Version: 2.6.1

Classpath Handling

Storm is an Application Container

Storm provides an application container environment, a la Apache Tomcat, which creates a potential for classpath conflicts between Storm and your application. The most common way of using Storm involves submitting an "uber JAR" containing your application code with all of its dependencies bundled in, and then Storm distributes this JAR to Worker nodes. Then Storm runs your application within a Storm process called a Worker -- thus the JVM's classpath contains the dependencies of your JAR as well as whatever dependencies the Worker itself has. So careful handling of classpaths and dependencies is critical for the correct functioning of Storm.

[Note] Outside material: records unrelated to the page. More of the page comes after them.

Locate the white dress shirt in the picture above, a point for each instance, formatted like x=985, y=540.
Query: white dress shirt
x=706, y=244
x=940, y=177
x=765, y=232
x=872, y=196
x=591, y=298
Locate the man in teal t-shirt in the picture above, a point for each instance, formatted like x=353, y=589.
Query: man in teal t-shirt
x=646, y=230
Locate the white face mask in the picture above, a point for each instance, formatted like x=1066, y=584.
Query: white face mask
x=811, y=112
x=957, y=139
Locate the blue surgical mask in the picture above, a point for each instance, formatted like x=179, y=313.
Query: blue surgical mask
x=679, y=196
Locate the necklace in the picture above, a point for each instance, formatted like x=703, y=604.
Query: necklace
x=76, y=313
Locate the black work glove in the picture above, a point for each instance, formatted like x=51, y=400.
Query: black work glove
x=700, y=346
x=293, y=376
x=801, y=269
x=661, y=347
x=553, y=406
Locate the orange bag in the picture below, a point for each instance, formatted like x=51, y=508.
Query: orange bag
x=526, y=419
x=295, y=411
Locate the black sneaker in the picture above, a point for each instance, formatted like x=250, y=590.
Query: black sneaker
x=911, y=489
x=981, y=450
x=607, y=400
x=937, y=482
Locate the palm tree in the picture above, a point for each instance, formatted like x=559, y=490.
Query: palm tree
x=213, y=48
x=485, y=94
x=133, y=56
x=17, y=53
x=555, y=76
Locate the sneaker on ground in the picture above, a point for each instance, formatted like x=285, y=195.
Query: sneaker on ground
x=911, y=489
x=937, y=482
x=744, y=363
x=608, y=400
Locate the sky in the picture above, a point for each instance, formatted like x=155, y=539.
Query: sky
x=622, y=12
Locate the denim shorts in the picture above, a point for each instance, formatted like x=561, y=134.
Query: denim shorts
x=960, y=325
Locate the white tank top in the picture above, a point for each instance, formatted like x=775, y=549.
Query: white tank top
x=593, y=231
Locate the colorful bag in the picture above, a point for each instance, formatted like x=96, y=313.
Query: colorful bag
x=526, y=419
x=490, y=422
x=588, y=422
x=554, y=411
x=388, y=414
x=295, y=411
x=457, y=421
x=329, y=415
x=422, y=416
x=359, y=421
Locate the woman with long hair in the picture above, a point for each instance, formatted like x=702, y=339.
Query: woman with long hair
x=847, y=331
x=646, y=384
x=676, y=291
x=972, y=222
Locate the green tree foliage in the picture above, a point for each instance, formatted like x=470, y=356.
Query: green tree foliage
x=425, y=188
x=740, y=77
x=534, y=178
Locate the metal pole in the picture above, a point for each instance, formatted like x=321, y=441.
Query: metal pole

Adding Extra Dependencies to Classpath

You no longer need to bundle your dependencies into your topology and create an uber JAR, there are now facilities for separately handling your topology's dependencies. Furthermore, there are facilities for adding external dependencies into the Storm daemons.

The storm.py launcher script allows you to include dependencies into the launched program's classpath via a few different mechanisms:

  1. The --jar and --artifacts options for the storm jar command: allow the inclusion of non-bundled dependencies with your topology; i.e., allowing specification of JARs that were not bundled into the topology uber-jar. This is required when using the storm sql command, which constructs a topology automatically without needing you to write code and build a topology JAR.
  2. The ${STORM_DIR}/extlib/ and ${STORM_DIR}/extlib-daemon/ directories can have dependencies added to them for the inclusion of plugins & 3rd-party libraries into the Storm daemons (e.g., Nimbus, UI, Supervisor, etc. -- use extlib-daemon/) and other commands launched via the storm.py script, e.g., storm sql and storm jar (use extlib). Notably, this means that the Storm Worker process does not include the extlib-daemon/ directory into its classpath.
  3. The STORM_EXT_CLASSPATH and STORM_EXT_CLASSPATH_DAEMON environment variables provide a similar functionality as those directories, but allows the user to place their external dependencies in alternative locations.
    • There is a wrinkle here: because the Supervisor daemon launches the Worker process, if you want STORM_EXT_CLASSPATH to impact your Workers, you will need to specify the STORM_EXT_CLASSPATH for the Supervisor daemon. That will allow the Supervisor to consult this environment variable as it constructs the classpath of the Worker processes.

Which Facility to Choose?

You might have noticed the overlap between the first mechanism and the others. If you consider the --jar / --artifacts option versus the extlib/ / STORM_EXT_CLASSPATH it is not obvious which one you should choose for using dependencies with your Worker processes. i.e., both mechanisms allow including JARs to be used for running your Worker processes. Here is my understanding of the difference: --jar / --artifacts will result in the dependencies being used for running the storm jar/sql command, and the dependencies will be uploaded and available in the classpath of the topology's Worker processes. Whereas the use of extlib/ / STORM_EXT_CLASSPATH requires you to have distributed your JAR dependencies out to all Worker nodes. Another difference is that extlib/ / STORM_EXT_CLASSPATH would impact all topologies, whereas --jar / --artifacts is a topology-specific option.

Abbreviation of Classpaths and Process Commands

When the storm.py script launches a java command, it first constructs the classpath from the optional settings mentioned above, as well as including some default locations such as the ${STORM_DIR}/, ${STORM_DIR}/lib/, ${STORM_DIR}/extlib/ and ${STORM_DIR}/extlib-daemon/ directories. In past releases, Storm would enumerate all JARs in those directories and then explicitly add all of those JARs into the -cp / --classpath argument to the launched java commands. As such, the classpath would get so long that the java commands could breach the Linux Kernel process table limit of 4096 bytes for recording commands. That led to truncated commands in ps output, making it hard to operate Storm clusters because you could not easily differentiate the processes nor easily see from ps which port a worker is listening to.

After Storm dropped support for Java 5, this classpath expansion was no longer necessary, because Java 6 supports classpath wildcards. Classpath wildcards allow you to specify a directory ending with a * element, such as foo/bar/*, and the JVM will automatically expand the classpath to include all .jar files in the wildcard directory. As of STORM-2191 Storm just uses classpath wildcards instead of explicitly listing all JARs, thereby shortening all of the commands and making operating Storm clusters a bit easier.